Peekaboo had _Tag You're It_ and _Hopscotch _last year, and this year had _Solitaire_ and _Double Dutch_  (kid games, see?)

Amber had_ Koelsch, Pilsner_ and _Shandy_ this year (beer type beverages)

Alibi had _Felony_ and _Jail Bird_ this year (legal names)

And Lindy (registered name Lindsey, which I don't like as a goat name, so we call her Lindy, like Lindy Hop) didn't end up following the theme.  She had one special little guy we named_ Gizmo_; he didn't make it, but he was a funny little guy.

Next year, we will probably switch to a theme of the year, or something.


----------



## babsbag

We don't really have a farm name, I call it Spoonfed Farm, hubby calls it Honey Do. 

My ADGA herd name is Bee Udderly Happy. It is too long for fancy goat names, but I like it. It is also my soap and lotion business name.  My tatoo is BAB1

My ABGA herd name is Kaleidoscope. Thanks to Roll Farms I have a spot addiction and I wanted a name that would reflect the wild patterned goats I hope to breed. My tag line on my business cards is Kaleidoscope Boers, where quality animals can be spotted.


----------



## Straw Hat Kikos

Well my Kikos are NKR registered and are "Straw Hat Kikos" and my Nigerians are NDGA registered and are "Straw Hat Goats"


----------



## GLENMAR

Glen Mar Farm










same herd name here.


----------



## kfacres

Everything operates under KF-Acres- the dairy, sheep, and beef...  But we have been known to show under Hurricane Hamps, and Black Diamond Shrops.


----------



## WhiteMountainsRanch

*Farm name: White Mountains Ranch
Herd Name: WM Ranch
Tattoo: WMR1*


----------



## SchönFarbe

I was playing around with German words and came up with Schön Farbe witch translates into beautiful color
I'm still starting out in the goat business and none of my baby's are registered yet so idk if the registration people would let you do that sort of thing or not but I like it


----------



## goats&moregoats

I have not been able to register as of yet. I do have a name picked for the farm.  I have a small list of possibilities for the herd name as well and I am pretty sure my tattoo pick is not being used either.
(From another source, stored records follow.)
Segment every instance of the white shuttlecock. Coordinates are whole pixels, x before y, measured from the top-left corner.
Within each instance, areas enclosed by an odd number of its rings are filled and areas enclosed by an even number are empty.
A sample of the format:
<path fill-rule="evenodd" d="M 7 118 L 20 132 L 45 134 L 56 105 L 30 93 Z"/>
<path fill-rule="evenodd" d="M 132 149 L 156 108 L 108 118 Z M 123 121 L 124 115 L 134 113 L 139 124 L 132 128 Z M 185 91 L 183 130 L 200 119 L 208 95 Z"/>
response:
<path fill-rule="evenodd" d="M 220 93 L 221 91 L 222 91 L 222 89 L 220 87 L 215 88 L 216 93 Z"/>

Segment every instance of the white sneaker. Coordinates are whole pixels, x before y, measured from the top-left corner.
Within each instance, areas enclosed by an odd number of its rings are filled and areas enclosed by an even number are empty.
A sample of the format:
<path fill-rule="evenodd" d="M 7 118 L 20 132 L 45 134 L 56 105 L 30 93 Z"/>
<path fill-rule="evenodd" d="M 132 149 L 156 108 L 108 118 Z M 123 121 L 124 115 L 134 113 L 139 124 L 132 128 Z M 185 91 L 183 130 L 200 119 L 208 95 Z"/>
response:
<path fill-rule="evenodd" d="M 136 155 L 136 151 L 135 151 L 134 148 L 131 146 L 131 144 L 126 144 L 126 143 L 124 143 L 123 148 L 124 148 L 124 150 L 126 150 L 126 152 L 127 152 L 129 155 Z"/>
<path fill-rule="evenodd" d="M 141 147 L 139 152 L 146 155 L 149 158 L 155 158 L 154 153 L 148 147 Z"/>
Crossing fingers, will be registered by end of August at the latest.

Animal names vary at this point as a few are owned by other family members. However have started a theme using native American words, so hoping to stick to that. Right now I have:

Izzy (came with name),
Sweet Sakura: Japanese Cycle of life. Owned by another family member.
Hakuna-Matata: from Lion King, meaning: No worries for the  rest of your days. Owned by another family member.
Cheekahla Kinta: Little Deer  Lokota
Koko Mapiya:  Night(Blackfoot) Sky(Sioux) Known as Peanut at the barn. Peanut was her given name from previous owner.
Loco Loki: Crazy(Spanish) Loki(Norse god of mischief) My son named.
Crazy Enapay Viho: Crazy Brave(Sioux) Chief(Cheyenne) Known as Gus Muss at the barn. Gus was his given name from previous owner.
One Royal Esha:  One Royal Desire(Hindi )
Coconut Rum(English)  Owned by another family member.
Venus ( came with name)
Mavis: daughter named her
Bambi: owned by another family member.

Sheep: Rhett & Scarlett. Owned by another family member.

GP: LGD's Tahoe & Yukon came with names at 7yrs old.


----------



## nstone630

If we ever did register as a farm....I'd have to say we'd do Stone Plantation  Just what I've always called our little lot of land and animals.

I'm not sure the process of actually registering. Might have to look into that. What does it take to qualify?


----------



## mikiz

I don't know if you can or need to register as a farm in Aus, but I've decided the prefix for all my animals will be "Zwinter" or "ZW", the place I eventually settle on will have that as part of the title, something like Zwinter Acres or Zwinter Fields.
This is in memory of my first dog, a blue and white Amstaff who was only 20 months when she mysteriously passed away, of no known cause. 
Her name was Winter, which in Dutch (my heritage) is Zwinter, my last name also starts with Z, so it all works!
The farm animals will consist of blue, white, blue & white, silver, and black and combinations thereof, whichever breeds I can find in those colours, if it's not that colour it doesn't stay. (also helps me not keep everything )
I have her ashes, and when I find the perfect place I will bury her and plant a tree over her grave.


----------



## TheCuteOrpington

Broody butts farm


----------